Feast on your life.

Love after Love

Love after Love

The time will come
when, with elation
you will greet yourself arriving
at your own door, in your own mirror
and each will smile at the other's welcome,
and say, sit here. Eat.

You will love again the stranger who was your self.
Give wine. Give bread. Give back your heart
to itself, to the stranger who has loved you

all your life, whom you ignored
for another, who knows you by heart.
Take down the love letters from the bookshelf,

the photographs, the desperate notes,
peel your own image from the mirror.
Sit. Feast on your life.

-  Derek Walcott

In his book The Three Marriages: Reimagining Work, Self and Relationship (2010), Irish poet David Whyte writes that we commit to three ‘marriages’ in our lives that are in a constant state of flux: Marriage to Other, Marriage to Work and Marriage to Self.

When introducing this concept, I usually ask participants to allocate percentages to the amount of time they give to each of these Marriages. The almost unanimous response is for them to assign the bulk of their time to Marriage to Work (60–90%), followed by Marriage to Other (20–40%), and lastly, Marriage to Self (0–20%).

The shock comes when I repeat Whyte’s claim that without a good Marriage to Self, it is impossible to have a good Marriage to Work or to Other!

Once a person has begun developing awareness by cultivating their Outer Witness, the second crucial building block in the process of becoming more intelligent in the world is a focus on developing a healthy Marriage to Self. I’ve written a blog outlining some of the threads in my own life that led me to understand the truth of the fundamental importance of this Marriage. The blog also offers a more detailed exploration of the concept of Marriage to Self as well as some suggested activities for exploring and improving this marriage.

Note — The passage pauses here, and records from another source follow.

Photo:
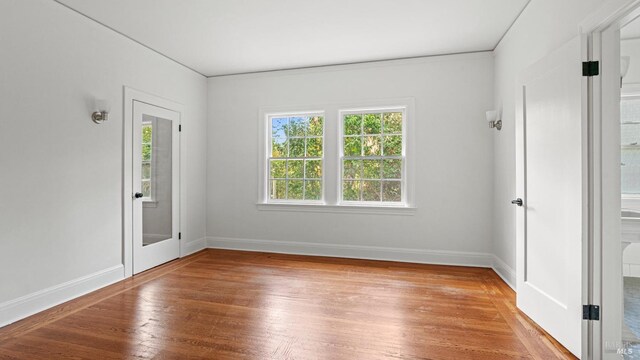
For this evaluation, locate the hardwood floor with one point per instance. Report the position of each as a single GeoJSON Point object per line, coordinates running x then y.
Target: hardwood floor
{"type": "Point", "coordinates": [241, 305]}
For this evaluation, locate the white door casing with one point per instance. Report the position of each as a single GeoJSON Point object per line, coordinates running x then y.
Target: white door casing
{"type": "Point", "coordinates": [150, 255]}
{"type": "Point", "coordinates": [549, 165]}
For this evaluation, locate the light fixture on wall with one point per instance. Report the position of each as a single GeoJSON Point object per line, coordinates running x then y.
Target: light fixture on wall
{"type": "Point", "coordinates": [102, 112]}
{"type": "Point", "coordinates": [494, 122]}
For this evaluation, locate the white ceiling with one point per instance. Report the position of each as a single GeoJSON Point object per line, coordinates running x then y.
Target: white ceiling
{"type": "Point", "coordinates": [631, 30]}
{"type": "Point", "coordinates": [217, 37]}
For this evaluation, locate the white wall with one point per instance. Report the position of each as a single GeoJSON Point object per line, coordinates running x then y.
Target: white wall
{"type": "Point", "coordinates": [542, 27]}
{"type": "Point", "coordinates": [61, 174]}
{"type": "Point", "coordinates": [453, 153]}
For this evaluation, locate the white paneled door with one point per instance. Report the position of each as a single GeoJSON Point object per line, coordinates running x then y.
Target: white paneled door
{"type": "Point", "coordinates": [549, 164]}
{"type": "Point", "coordinates": [155, 186]}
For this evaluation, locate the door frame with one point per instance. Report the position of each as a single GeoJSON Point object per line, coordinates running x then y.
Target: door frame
{"type": "Point", "coordinates": [527, 302]}
{"type": "Point", "coordinates": [131, 95]}
{"type": "Point", "coordinates": [601, 102]}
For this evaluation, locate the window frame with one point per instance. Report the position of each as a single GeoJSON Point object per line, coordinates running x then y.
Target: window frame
{"type": "Point", "coordinates": [629, 92]}
{"type": "Point", "coordinates": [267, 159]}
{"type": "Point", "coordinates": [403, 156]}
{"type": "Point", "coordinates": [331, 159]}
{"type": "Point", "coordinates": [150, 201]}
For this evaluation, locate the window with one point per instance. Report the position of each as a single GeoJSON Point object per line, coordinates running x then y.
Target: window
{"type": "Point", "coordinates": [295, 159]}
{"type": "Point", "coordinates": [338, 158]}
{"type": "Point", "coordinates": [372, 156]}
{"type": "Point", "coordinates": [630, 145]}
{"type": "Point", "coordinates": [147, 160]}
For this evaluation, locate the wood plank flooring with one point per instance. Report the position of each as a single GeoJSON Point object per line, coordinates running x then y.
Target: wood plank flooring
{"type": "Point", "coordinates": [221, 304]}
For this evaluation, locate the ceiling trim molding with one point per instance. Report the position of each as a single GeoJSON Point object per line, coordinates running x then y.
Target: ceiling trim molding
{"type": "Point", "coordinates": [512, 24]}
{"type": "Point", "coordinates": [336, 65]}
{"type": "Point", "coordinates": [130, 38]}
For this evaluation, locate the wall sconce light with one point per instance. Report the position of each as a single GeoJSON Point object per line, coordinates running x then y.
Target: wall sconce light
{"type": "Point", "coordinates": [102, 112]}
{"type": "Point", "coordinates": [492, 118]}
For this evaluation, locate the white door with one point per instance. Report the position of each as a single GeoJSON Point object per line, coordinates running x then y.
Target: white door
{"type": "Point", "coordinates": [549, 169]}
{"type": "Point", "coordinates": [155, 186]}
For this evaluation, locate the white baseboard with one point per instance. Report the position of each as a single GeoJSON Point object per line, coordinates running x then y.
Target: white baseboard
{"type": "Point", "coordinates": [193, 246]}
{"type": "Point", "coordinates": [22, 307]}
{"type": "Point", "coordinates": [439, 257]}
{"type": "Point", "coordinates": [505, 272]}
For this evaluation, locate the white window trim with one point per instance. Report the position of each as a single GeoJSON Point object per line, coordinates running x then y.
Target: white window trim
{"type": "Point", "coordinates": [331, 174]}
{"type": "Point", "coordinates": [151, 201]}
{"type": "Point", "coordinates": [267, 175]}
{"type": "Point", "coordinates": [630, 201]}
{"type": "Point", "coordinates": [375, 110]}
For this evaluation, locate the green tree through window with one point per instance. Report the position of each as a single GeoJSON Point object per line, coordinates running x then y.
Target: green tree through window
{"type": "Point", "coordinates": [295, 159]}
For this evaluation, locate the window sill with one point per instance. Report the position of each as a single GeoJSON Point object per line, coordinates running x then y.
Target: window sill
{"type": "Point", "coordinates": [339, 209]}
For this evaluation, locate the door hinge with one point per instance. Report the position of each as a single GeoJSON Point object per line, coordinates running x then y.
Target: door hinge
{"type": "Point", "coordinates": [590, 68]}
{"type": "Point", "coordinates": [590, 312]}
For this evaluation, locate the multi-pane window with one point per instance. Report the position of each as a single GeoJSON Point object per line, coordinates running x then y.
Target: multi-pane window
{"type": "Point", "coordinates": [372, 156]}
{"type": "Point", "coordinates": [296, 157]}
{"type": "Point", "coordinates": [147, 156]}
{"type": "Point", "coordinates": [630, 145]}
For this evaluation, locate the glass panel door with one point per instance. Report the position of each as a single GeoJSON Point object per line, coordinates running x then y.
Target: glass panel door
{"type": "Point", "coordinates": [155, 184]}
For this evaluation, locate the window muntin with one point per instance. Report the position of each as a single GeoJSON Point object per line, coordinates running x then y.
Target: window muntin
{"type": "Point", "coordinates": [147, 161]}
{"type": "Point", "coordinates": [373, 156]}
{"type": "Point", "coordinates": [295, 159]}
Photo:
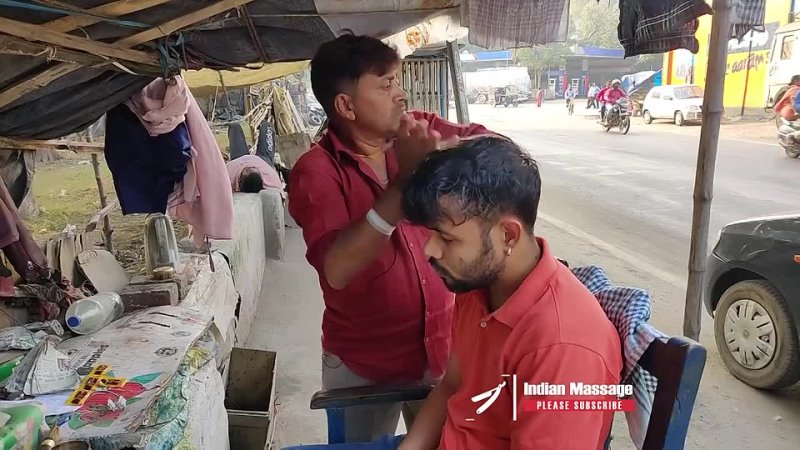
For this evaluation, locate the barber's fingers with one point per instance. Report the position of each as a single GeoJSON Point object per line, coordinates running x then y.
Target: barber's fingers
{"type": "Point", "coordinates": [406, 124]}
{"type": "Point", "coordinates": [450, 142]}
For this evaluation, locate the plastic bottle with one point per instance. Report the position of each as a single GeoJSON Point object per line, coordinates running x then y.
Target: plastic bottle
{"type": "Point", "coordinates": [91, 314]}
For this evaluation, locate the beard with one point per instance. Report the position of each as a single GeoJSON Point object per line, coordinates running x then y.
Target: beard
{"type": "Point", "coordinates": [479, 274]}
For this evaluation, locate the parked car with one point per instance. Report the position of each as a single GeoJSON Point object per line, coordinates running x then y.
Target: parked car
{"type": "Point", "coordinates": [753, 292]}
{"type": "Point", "coordinates": [680, 103]}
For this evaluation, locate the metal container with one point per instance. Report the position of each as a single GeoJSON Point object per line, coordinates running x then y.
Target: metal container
{"type": "Point", "coordinates": [250, 399]}
{"type": "Point", "coordinates": [160, 245]}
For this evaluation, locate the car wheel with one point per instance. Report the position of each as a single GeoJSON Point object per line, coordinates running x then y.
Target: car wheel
{"type": "Point", "coordinates": [756, 336]}
{"type": "Point", "coordinates": [679, 118]}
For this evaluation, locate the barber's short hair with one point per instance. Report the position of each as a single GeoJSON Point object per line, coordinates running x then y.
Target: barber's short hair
{"type": "Point", "coordinates": [251, 182]}
{"type": "Point", "coordinates": [485, 177]}
{"type": "Point", "coordinates": [345, 60]}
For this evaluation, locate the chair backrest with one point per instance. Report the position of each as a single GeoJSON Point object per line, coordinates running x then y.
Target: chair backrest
{"type": "Point", "coordinates": [678, 364]}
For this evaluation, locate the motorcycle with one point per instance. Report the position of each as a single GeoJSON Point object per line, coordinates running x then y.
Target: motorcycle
{"type": "Point", "coordinates": [789, 137]}
{"type": "Point", "coordinates": [619, 115]}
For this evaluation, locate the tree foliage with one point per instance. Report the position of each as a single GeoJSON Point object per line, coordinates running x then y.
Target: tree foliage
{"type": "Point", "coordinates": [592, 23]}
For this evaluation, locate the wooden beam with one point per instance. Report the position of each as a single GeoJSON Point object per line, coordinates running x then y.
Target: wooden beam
{"type": "Point", "coordinates": [54, 32]}
{"type": "Point", "coordinates": [114, 9]}
{"type": "Point", "coordinates": [55, 144]}
{"type": "Point", "coordinates": [10, 45]}
{"type": "Point", "coordinates": [169, 27]}
{"type": "Point", "coordinates": [37, 81]}
{"type": "Point", "coordinates": [38, 33]}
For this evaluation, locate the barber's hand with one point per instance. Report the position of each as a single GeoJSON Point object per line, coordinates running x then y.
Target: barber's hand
{"type": "Point", "coordinates": [414, 142]}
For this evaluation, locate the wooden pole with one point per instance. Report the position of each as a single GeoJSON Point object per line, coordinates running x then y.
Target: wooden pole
{"type": "Point", "coordinates": [747, 74]}
{"type": "Point", "coordinates": [459, 92]}
{"type": "Point", "coordinates": [706, 159]}
{"type": "Point", "coordinates": [103, 203]}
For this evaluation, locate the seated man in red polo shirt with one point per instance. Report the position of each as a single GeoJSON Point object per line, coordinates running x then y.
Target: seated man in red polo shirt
{"type": "Point", "coordinates": [518, 311]}
{"type": "Point", "coordinates": [387, 315]}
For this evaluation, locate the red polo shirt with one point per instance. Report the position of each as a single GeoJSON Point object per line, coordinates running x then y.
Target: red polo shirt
{"type": "Point", "coordinates": [393, 321]}
{"type": "Point", "coordinates": [552, 329]}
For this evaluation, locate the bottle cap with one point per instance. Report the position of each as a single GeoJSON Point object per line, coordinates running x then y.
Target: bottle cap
{"type": "Point", "coordinates": [73, 321]}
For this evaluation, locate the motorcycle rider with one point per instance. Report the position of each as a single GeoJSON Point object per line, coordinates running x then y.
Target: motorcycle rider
{"type": "Point", "coordinates": [569, 95]}
{"type": "Point", "coordinates": [591, 95]}
{"type": "Point", "coordinates": [611, 96]}
{"type": "Point", "coordinates": [784, 107]}
{"type": "Point", "coordinates": [600, 95]}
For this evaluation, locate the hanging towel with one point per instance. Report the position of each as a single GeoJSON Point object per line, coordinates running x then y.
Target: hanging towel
{"type": "Point", "coordinates": [145, 167]}
{"type": "Point", "coordinates": [204, 200]}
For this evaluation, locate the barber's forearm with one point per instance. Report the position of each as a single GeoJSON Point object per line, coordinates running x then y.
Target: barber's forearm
{"type": "Point", "coordinates": [426, 431]}
{"type": "Point", "coordinates": [359, 244]}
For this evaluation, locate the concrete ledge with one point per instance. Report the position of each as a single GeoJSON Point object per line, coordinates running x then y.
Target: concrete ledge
{"type": "Point", "coordinates": [274, 226]}
{"type": "Point", "coordinates": [247, 257]}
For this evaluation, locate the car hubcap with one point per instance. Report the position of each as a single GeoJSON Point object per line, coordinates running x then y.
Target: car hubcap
{"type": "Point", "coordinates": [750, 334]}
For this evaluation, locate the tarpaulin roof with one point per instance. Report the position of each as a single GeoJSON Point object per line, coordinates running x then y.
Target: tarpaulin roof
{"type": "Point", "coordinates": [64, 63]}
{"type": "Point", "coordinates": [206, 82]}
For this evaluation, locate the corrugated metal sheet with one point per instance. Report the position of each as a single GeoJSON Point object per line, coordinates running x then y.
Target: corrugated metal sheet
{"type": "Point", "coordinates": [425, 82]}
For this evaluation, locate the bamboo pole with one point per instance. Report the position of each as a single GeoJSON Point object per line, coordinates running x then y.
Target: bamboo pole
{"type": "Point", "coordinates": [101, 190]}
{"type": "Point", "coordinates": [706, 159]}
{"type": "Point", "coordinates": [459, 91]}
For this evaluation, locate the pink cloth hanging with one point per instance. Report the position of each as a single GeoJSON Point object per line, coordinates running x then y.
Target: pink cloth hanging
{"type": "Point", "coordinates": [204, 200]}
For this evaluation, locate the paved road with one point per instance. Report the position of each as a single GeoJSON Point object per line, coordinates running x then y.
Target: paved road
{"type": "Point", "coordinates": [625, 202]}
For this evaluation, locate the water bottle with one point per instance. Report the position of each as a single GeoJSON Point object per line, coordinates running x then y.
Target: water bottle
{"type": "Point", "coordinates": [91, 314]}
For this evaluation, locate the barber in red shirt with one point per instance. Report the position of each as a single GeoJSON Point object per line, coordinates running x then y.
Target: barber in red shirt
{"type": "Point", "coordinates": [518, 310]}
{"type": "Point", "coordinates": [387, 314]}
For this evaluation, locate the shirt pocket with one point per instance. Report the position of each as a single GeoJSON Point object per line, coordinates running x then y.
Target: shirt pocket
{"type": "Point", "coordinates": [378, 274]}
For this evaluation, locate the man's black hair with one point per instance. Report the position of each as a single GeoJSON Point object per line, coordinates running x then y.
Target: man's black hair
{"type": "Point", "coordinates": [482, 177]}
{"type": "Point", "coordinates": [251, 182]}
{"type": "Point", "coordinates": [344, 60]}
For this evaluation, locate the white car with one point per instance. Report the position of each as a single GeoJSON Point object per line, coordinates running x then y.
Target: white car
{"type": "Point", "coordinates": [680, 103]}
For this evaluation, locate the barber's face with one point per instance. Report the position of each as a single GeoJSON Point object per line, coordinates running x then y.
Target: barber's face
{"type": "Point", "coordinates": [378, 103]}
{"type": "Point", "coordinates": [467, 256]}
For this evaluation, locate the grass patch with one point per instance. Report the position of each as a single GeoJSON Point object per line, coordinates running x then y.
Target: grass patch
{"type": "Point", "coordinates": [66, 193]}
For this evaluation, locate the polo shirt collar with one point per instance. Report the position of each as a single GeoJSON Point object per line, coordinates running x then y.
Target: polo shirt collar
{"type": "Point", "coordinates": [531, 290]}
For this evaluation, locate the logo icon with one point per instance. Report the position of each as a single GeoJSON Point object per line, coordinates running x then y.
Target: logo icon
{"type": "Point", "coordinates": [491, 394]}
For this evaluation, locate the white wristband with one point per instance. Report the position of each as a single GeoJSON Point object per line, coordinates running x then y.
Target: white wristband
{"type": "Point", "coordinates": [379, 223]}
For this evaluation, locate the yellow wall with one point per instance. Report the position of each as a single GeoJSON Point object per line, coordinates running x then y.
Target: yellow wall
{"type": "Point", "coordinates": [736, 76]}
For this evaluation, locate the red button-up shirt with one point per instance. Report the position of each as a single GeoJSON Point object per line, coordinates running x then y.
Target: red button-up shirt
{"type": "Point", "coordinates": [551, 330]}
{"type": "Point", "coordinates": [393, 321]}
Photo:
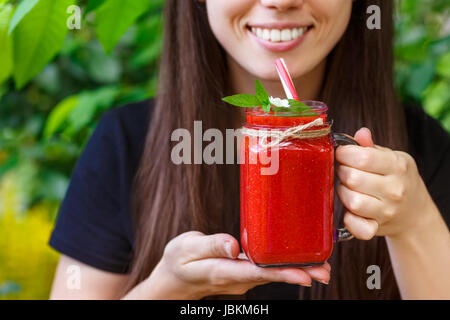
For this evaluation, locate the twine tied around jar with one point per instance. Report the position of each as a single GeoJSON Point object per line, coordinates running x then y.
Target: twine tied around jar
{"type": "Point", "coordinates": [297, 132]}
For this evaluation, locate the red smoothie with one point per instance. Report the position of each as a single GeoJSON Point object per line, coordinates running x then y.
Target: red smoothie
{"type": "Point", "coordinates": [287, 217]}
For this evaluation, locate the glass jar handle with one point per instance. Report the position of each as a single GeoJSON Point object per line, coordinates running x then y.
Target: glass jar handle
{"type": "Point", "coordinates": [342, 139]}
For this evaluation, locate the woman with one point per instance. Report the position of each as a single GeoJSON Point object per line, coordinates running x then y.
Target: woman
{"type": "Point", "coordinates": [140, 227]}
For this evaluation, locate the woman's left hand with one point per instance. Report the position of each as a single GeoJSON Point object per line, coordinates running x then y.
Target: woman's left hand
{"type": "Point", "coordinates": [382, 189]}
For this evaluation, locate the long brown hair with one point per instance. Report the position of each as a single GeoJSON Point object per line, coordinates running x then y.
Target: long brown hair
{"type": "Point", "coordinates": [171, 199]}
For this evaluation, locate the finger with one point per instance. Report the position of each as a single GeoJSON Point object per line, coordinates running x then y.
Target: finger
{"type": "Point", "coordinates": [318, 273]}
{"type": "Point", "coordinates": [219, 245]}
{"type": "Point", "coordinates": [361, 204]}
{"type": "Point", "coordinates": [368, 159]}
{"type": "Point", "coordinates": [362, 181]}
{"type": "Point", "coordinates": [364, 137]}
{"type": "Point", "coordinates": [327, 266]}
{"type": "Point", "coordinates": [361, 228]}
{"type": "Point", "coordinates": [228, 271]}
{"type": "Point", "coordinates": [242, 256]}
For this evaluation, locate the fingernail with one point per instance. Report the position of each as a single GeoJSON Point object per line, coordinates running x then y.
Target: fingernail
{"type": "Point", "coordinates": [228, 249]}
{"type": "Point", "coordinates": [306, 285]}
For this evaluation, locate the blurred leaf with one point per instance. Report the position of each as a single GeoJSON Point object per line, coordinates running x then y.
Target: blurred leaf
{"type": "Point", "coordinates": [6, 60]}
{"type": "Point", "coordinates": [89, 103]}
{"type": "Point", "coordinates": [437, 97]}
{"type": "Point", "coordinates": [22, 10]}
{"type": "Point", "coordinates": [101, 67]}
{"type": "Point", "coordinates": [115, 17]}
{"type": "Point", "coordinates": [49, 79]}
{"type": "Point", "coordinates": [9, 164]}
{"type": "Point", "coordinates": [443, 66]}
{"type": "Point", "coordinates": [420, 77]}
{"type": "Point", "coordinates": [38, 38]}
{"type": "Point", "coordinates": [59, 115]}
{"type": "Point", "coordinates": [93, 4]}
{"type": "Point", "coordinates": [9, 287]}
{"type": "Point", "coordinates": [53, 185]}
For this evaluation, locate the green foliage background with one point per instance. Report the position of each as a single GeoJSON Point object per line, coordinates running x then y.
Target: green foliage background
{"type": "Point", "coordinates": [55, 83]}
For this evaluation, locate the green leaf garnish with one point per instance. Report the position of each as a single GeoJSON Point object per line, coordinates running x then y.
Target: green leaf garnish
{"type": "Point", "coordinates": [261, 93]}
{"type": "Point", "coordinates": [296, 103]}
{"type": "Point", "coordinates": [243, 100]}
{"type": "Point", "coordinates": [261, 99]}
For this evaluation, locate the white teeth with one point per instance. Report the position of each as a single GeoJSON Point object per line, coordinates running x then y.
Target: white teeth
{"type": "Point", "coordinates": [286, 35]}
{"type": "Point", "coordinates": [277, 35]}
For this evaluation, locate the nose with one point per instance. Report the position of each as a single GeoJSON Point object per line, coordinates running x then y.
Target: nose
{"type": "Point", "coordinates": [281, 4]}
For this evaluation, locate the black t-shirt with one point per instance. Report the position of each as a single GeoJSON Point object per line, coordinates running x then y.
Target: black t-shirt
{"type": "Point", "coordinates": [94, 221]}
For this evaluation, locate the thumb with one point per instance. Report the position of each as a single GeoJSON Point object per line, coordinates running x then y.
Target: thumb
{"type": "Point", "coordinates": [364, 137]}
{"type": "Point", "coordinates": [219, 245]}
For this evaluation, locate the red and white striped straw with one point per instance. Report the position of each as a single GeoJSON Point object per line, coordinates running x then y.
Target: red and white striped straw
{"type": "Point", "coordinates": [286, 79]}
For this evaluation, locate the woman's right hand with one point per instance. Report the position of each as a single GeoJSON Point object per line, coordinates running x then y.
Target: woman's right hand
{"type": "Point", "coordinates": [195, 265]}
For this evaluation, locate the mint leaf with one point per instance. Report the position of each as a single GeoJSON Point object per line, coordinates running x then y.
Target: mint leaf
{"type": "Point", "coordinates": [266, 107]}
{"type": "Point", "coordinates": [261, 92]}
{"type": "Point", "coordinates": [243, 100]}
{"type": "Point", "coordinates": [296, 103]}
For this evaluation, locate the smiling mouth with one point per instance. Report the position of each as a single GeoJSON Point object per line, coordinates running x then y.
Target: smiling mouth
{"type": "Point", "coordinates": [278, 35]}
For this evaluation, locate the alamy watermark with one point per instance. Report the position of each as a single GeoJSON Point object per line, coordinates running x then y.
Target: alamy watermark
{"type": "Point", "coordinates": [374, 280]}
{"type": "Point", "coordinates": [213, 153]}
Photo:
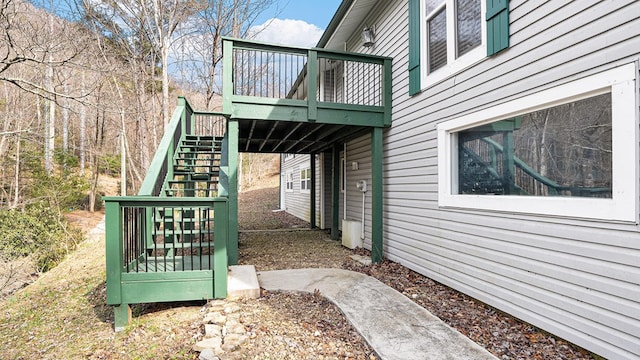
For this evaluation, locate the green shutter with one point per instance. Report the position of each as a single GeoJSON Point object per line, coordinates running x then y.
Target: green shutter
{"type": "Point", "coordinates": [414, 47]}
{"type": "Point", "coordinates": [497, 26]}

In my experience, people tend to misunderstand the concept of Marriage to Self. It is not about pushing one’s body in the gym or while running on the open road. It’s about continually taking time to understand this moving entity of Self by finding the necessary silence to listen to inner knowing. One of the best ways to do this is by seeking out aloneness in nature in order to stop and pay fierce attention to the big questions that life is asking in that moment.

I have embedded the TED talk by American television producer and screenwriter, Shonda Rhimes, in my Marriage to Self Blog. She poignantly speaks of the consequences of becoming obsessed with work to the extent that she lost all pleasure in it. Her surprising path to rejuvenation came when she decided to say ‘yes’ to playing with her children! She advocates 15 minutes of play and joy a day as a way to connect with oneself. She chooses to play with her children, but this play can take place in a variety of ways.

I find that Nature is the most wonderful playground!

If you were to commit to spending the next six weeks of your life on a project intended to drastically improve your Marriage to Self, what changes would you make to ensure you had 15 minutes of joy a day and also frequently had the opportunity to experience silent time alone with yourself in nature?